To prove his theory, Walsh needed a break. He needed a witness reasonably high up in the CIA hierarchy who would spill his guts either out of conscience or (more likely) fear of going to the penitentiary. What could convince an important CIA operative like Alan Fiers that now was the time to sing? Perhaps another live witness had snitched on him? Possible. A "smoking gun" memo with his signature? Possible. Recordings of conversations? Possible. Whatever it was, Fiers was convinced that he had better tell what he knew.
It now appears to be the recordings. The No. 3 man at the agency, Clair George the super spook head of clandestine operations and Fiers' immediate superior reportedly installed a recording system to preserve oral directives to agents "on station." Some of those recordings dealt with the secret Contra aid program.
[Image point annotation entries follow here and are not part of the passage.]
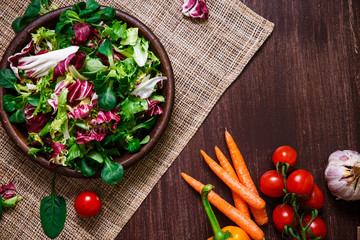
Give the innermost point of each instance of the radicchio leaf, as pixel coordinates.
(76, 59)
(80, 111)
(35, 123)
(84, 32)
(146, 87)
(7, 191)
(97, 133)
(195, 9)
(79, 90)
(153, 108)
(104, 59)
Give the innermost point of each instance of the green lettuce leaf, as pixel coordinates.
(132, 105)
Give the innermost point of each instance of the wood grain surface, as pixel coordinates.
(301, 89)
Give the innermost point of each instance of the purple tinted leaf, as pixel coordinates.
(76, 59)
(57, 147)
(7, 191)
(79, 90)
(97, 133)
(104, 59)
(35, 123)
(81, 111)
(84, 32)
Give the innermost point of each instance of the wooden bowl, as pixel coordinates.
(19, 134)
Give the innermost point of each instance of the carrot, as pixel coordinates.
(243, 174)
(248, 196)
(228, 210)
(225, 164)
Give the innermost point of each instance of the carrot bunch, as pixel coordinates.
(243, 189)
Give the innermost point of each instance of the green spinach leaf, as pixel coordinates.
(132, 105)
(107, 100)
(7, 78)
(17, 117)
(53, 213)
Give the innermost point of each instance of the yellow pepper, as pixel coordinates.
(227, 233)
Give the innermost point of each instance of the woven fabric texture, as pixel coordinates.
(206, 58)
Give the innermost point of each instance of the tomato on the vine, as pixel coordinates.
(285, 154)
(300, 182)
(316, 199)
(87, 204)
(272, 184)
(317, 227)
(283, 215)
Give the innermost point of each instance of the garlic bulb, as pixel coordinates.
(343, 174)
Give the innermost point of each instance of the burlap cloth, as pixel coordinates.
(206, 58)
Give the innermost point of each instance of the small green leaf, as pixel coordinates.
(132, 105)
(145, 140)
(106, 48)
(53, 215)
(33, 152)
(17, 117)
(107, 100)
(94, 155)
(104, 14)
(53, 212)
(134, 145)
(148, 124)
(34, 99)
(7, 78)
(112, 172)
(90, 7)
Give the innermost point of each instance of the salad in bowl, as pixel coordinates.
(87, 88)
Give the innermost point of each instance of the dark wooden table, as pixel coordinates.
(300, 89)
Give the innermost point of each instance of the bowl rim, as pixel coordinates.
(156, 132)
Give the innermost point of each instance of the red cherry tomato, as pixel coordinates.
(282, 216)
(285, 154)
(87, 204)
(316, 199)
(272, 184)
(317, 227)
(300, 182)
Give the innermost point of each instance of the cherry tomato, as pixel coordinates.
(282, 216)
(300, 182)
(317, 227)
(285, 154)
(316, 199)
(87, 204)
(272, 184)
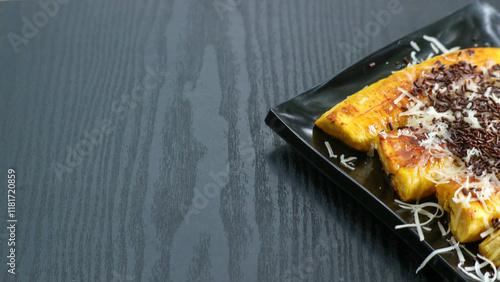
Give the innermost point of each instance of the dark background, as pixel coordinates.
(127, 176)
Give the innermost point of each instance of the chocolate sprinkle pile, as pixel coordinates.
(466, 137)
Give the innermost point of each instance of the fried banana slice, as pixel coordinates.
(490, 247)
(361, 117)
(407, 164)
(467, 222)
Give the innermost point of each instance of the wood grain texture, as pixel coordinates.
(184, 182)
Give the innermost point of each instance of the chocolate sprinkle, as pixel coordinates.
(465, 136)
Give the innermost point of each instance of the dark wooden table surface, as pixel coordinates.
(136, 133)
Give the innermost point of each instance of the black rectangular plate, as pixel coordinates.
(294, 122)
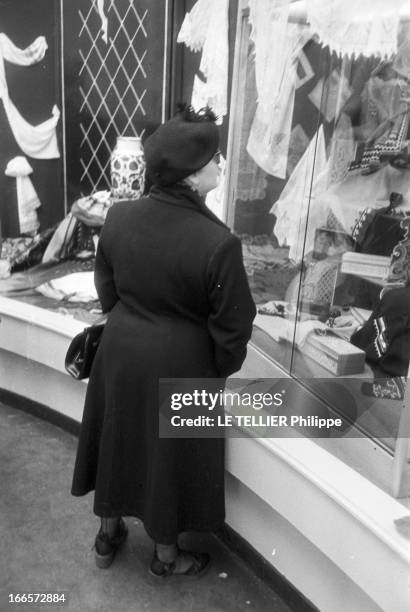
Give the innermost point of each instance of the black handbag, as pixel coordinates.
(81, 352)
(385, 337)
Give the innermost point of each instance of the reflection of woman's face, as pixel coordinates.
(208, 177)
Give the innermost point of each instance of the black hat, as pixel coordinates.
(181, 146)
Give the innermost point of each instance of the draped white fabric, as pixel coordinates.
(205, 28)
(368, 27)
(27, 198)
(37, 141)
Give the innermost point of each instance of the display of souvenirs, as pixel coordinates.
(335, 354)
(365, 265)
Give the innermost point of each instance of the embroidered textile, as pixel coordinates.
(27, 198)
(368, 27)
(205, 28)
(77, 287)
(300, 209)
(277, 48)
(39, 141)
(104, 20)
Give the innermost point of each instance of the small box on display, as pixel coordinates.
(335, 354)
(366, 265)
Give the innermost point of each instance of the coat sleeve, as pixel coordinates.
(104, 280)
(232, 306)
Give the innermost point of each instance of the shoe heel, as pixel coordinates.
(103, 561)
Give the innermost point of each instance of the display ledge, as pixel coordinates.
(295, 503)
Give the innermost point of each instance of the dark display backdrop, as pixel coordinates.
(34, 91)
(113, 88)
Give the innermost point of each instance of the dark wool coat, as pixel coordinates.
(172, 278)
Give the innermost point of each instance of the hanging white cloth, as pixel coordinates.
(104, 20)
(277, 47)
(206, 27)
(39, 141)
(215, 198)
(368, 27)
(300, 208)
(27, 198)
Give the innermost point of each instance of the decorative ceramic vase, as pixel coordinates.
(127, 169)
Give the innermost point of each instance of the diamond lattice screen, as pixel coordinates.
(112, 83)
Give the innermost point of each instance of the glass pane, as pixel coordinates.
(319, 193)
(357, 217)
(274, 136)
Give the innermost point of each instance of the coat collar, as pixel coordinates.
(183, 196)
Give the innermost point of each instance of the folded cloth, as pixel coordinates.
(27, 198)
(77, 287)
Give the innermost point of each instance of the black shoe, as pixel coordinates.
(198, 564)
(106, 547)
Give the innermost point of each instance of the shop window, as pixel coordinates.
(318, 190)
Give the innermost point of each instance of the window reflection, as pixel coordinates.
(319, 194)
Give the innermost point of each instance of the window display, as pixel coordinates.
(319, 192)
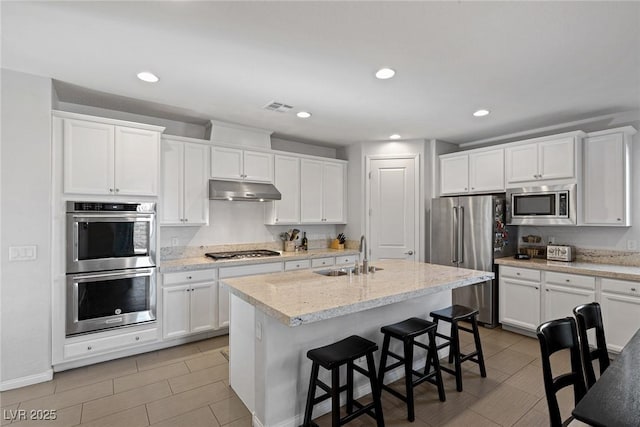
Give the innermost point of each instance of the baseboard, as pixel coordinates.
(28, 380)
The bread and butter of the old CIA was non-disclosure to Congress. It was really none of Congress' business as to what the agency did or where it did it. Until the William Webster years, the CIA systematically thwarted Congressional oversight. The spirit was to tell as little as you could get away with. Clair George implemented that spirit during his years near the top.
Under Director William Casey (1981-86) the spirit was even more bitter: tell less than little and, when in doubt, lie. The very day Casey went to the hospital and was diagnosed as having a brain tumor, he was scheduled to come up and "correct" willfully erroneous testimony he had previously given to Congress.
The Contra operation in Nicaragua was Casey's pet. He conceived it and directed it, at least according to Oliver North. Casey's men were ordered to work with Ollie North to sell arms to Iran and to help make sure arms got to the Contras despite Congressional prohibition.
For the moment, the unresolved question is: were all of Casey's top men involved in deliberately breaking the law and lying to Congress? The #1 and #3 men were involved up to their eyeballs. What about the #2 man, Robert Gates, now nominated by President Bush to be the Director? He was a Casey loyalist, unlike his predecessor who was eagerly dumped by Casey in favor of Gates.
Last week, the Senate Intelligence Committee postponed until September its confirmation hearings on Gates as director of the CIA. The Committee has the rest of the hot summer to decide why Gates was our spy who was left out in the cold.